Handgestoppte fünf Minuten habe ich mich bis dato unter die hiesigen Schokoladenproduzenten gemischt, etwas ungelenk womöglich, achte ich doch auch noch darauf, dass – Stichwort: nicht mitdenkender Tourist – meine helle Hose und mein weißes Hemd nicht vollends mit Schokolade gebatikt werden. Wobei, der dunkle Kakao riecht so verführerisch, vielleicht wäre es doch noch eine Überlegung für die Abendgestaltung.
Von der aber bin ich momentan ziemlich weit entfernt, schließlich möchte ich den kleinen Kakaofluss nicht mit meinen Schweißperlen verdünnen.
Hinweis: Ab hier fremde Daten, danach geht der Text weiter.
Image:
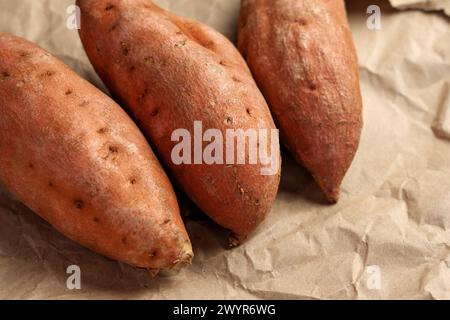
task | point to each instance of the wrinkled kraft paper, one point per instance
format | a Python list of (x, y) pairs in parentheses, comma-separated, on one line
[(389, 237), (423, 4)]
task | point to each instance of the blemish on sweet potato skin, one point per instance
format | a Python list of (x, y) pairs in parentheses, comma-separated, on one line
[(54, 163)]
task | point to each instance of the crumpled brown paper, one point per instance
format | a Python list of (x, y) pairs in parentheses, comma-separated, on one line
[(423, 4), (389, 237)]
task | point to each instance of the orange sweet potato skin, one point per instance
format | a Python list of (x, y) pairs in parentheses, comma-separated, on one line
[(302, 55), (74, 157), (170, 72)]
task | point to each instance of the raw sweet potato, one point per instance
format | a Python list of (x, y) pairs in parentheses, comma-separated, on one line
[(302, 55), (74, 156), (170, 72)]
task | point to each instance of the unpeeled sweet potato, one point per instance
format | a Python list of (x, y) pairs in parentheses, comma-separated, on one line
[(74, 156), (170, 72), (302, 55)]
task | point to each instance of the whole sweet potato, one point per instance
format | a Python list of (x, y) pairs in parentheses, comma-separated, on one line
[(302, 55), (73, 156), (170, 72)]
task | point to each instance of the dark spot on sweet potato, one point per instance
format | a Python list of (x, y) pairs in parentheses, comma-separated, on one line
[(102, 130), (113, 149), (181, 43), (79, 204), (154, 112), (113, 27), (149, 59), (124, 48), (301, 21)]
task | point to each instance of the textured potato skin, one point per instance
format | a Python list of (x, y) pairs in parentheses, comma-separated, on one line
[(302, 55), (73, 156), (170, 72)]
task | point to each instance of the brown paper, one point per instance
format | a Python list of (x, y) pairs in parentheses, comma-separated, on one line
[(429, 5), (389, 236)]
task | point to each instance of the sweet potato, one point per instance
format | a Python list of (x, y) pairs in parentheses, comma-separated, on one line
[(170, 72), (302, 55), (73, 156)]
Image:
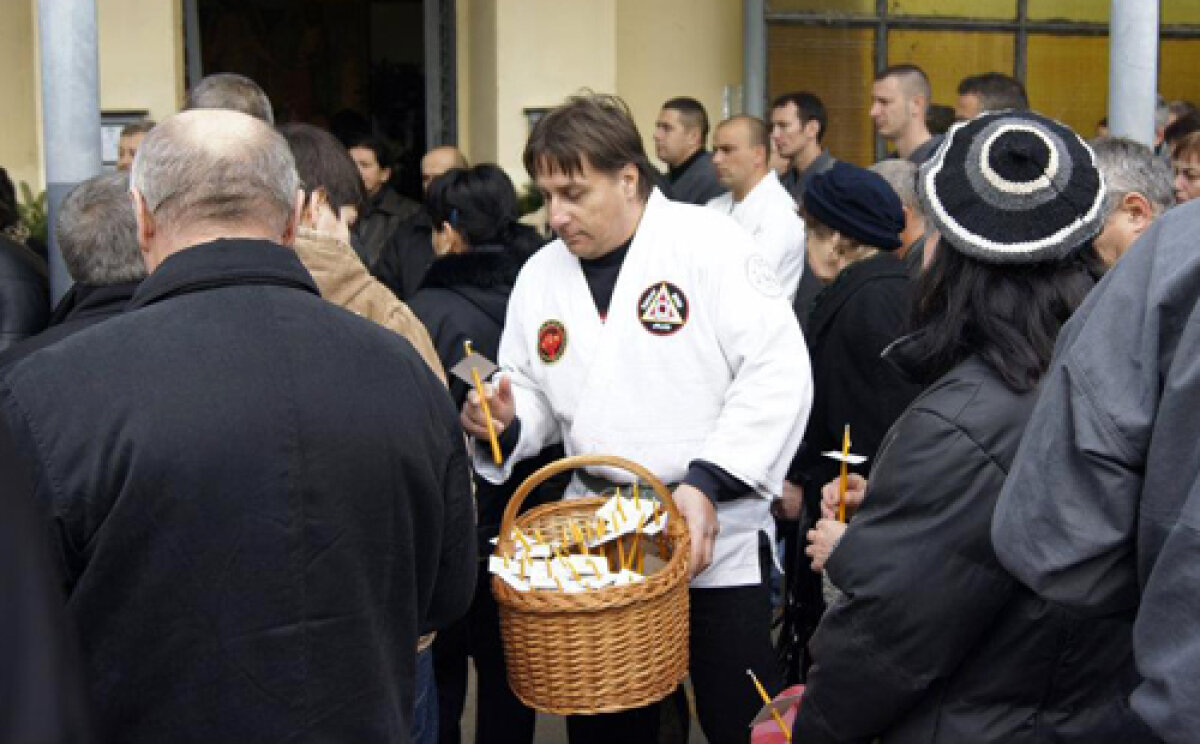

Manche mögen ja Salz in der Schokolade, ich gehöre jedoch nicht dazu, vom hygienischen Aspekt ganz zu schweigen.
Prinz William und Herzogin Kate waren auch schon da
Narciso grinst jedenfalls, während er mir ein bisschen braunen Zucker auf den Lavastein streut. Schön weitermachen, sagt der Chocolatier. Ich tue, wie mir geheißen, und bemerke, dass mich hinter ihm noch zwei Menschen angrinsen. Von einem Plakat.
Prinz William und Herzogin Kate haben die Schokoladenfabrik Che’il Mayan ebenfalls schon besucht. Bestimmt durften sie auch Hand anlegen und schwitzen, während sie die Kakaobohnen verflüssigten, mit Zucker und etwas vorher abgeschöpftem Kakaoöl wieder anreicherten, um den Kakao anschließend in eine Eiswürfelform zu gießen.

Foto: Andreas Dauerer
Die 15 kleinen Rechtecke füllen sich sogleich mit dunkler Schokolade. Zufrieden packt Narciso die Form ins Kühlfach. So hätten damals die Mayas Schokolade gemacht. Also zumindest bis zum Part mit dem Kühlfach. Auch hätten sie die Rohschokolade mal eben bis zu neun Stunden unentwegt mit dem Lavanudelholz bearbeitet. Denn je länger sie die Schokolade zerkleinern, desto feiner wird sie.
Eine Süßigkeit mit langer Geschichte
In jedem Fall wirkt das schwarze Gold antioxidativ, ist also gut für den Körper. Wirklich verarbeitet wird Schokolade hier in Belize nicht. Ein bisschen Zucker, wegen der europäischen Gaumen auch ein wenig Milch, viel häufiger aber kommt sie ohne Zusätze aus. Der Chocolatier selbst würde jeden Tag Kakaonibs essen, so als Snack zwischendurch.
Die Mayas jedenfalls haben in Ermangelung des Kühlschranks Schokolade in flüssiger Form getrunken, gerne mit etwas Wasser verdünnt.
Tatsächlich schmeckt das nicht nur gut, es scheint auch antitranspiratorisch zu wirken, zumindest, wenn man es lauwarm trinkt. Ich jedenfalls muss nicht mehr ganz so schwitzen, freue mich aber auch, wenn der Chef-Chocolatier, Julio Saqui, mir gleich noch ein bisschen dunkle Schokosoße über mein Essbananen-Dessert gießt.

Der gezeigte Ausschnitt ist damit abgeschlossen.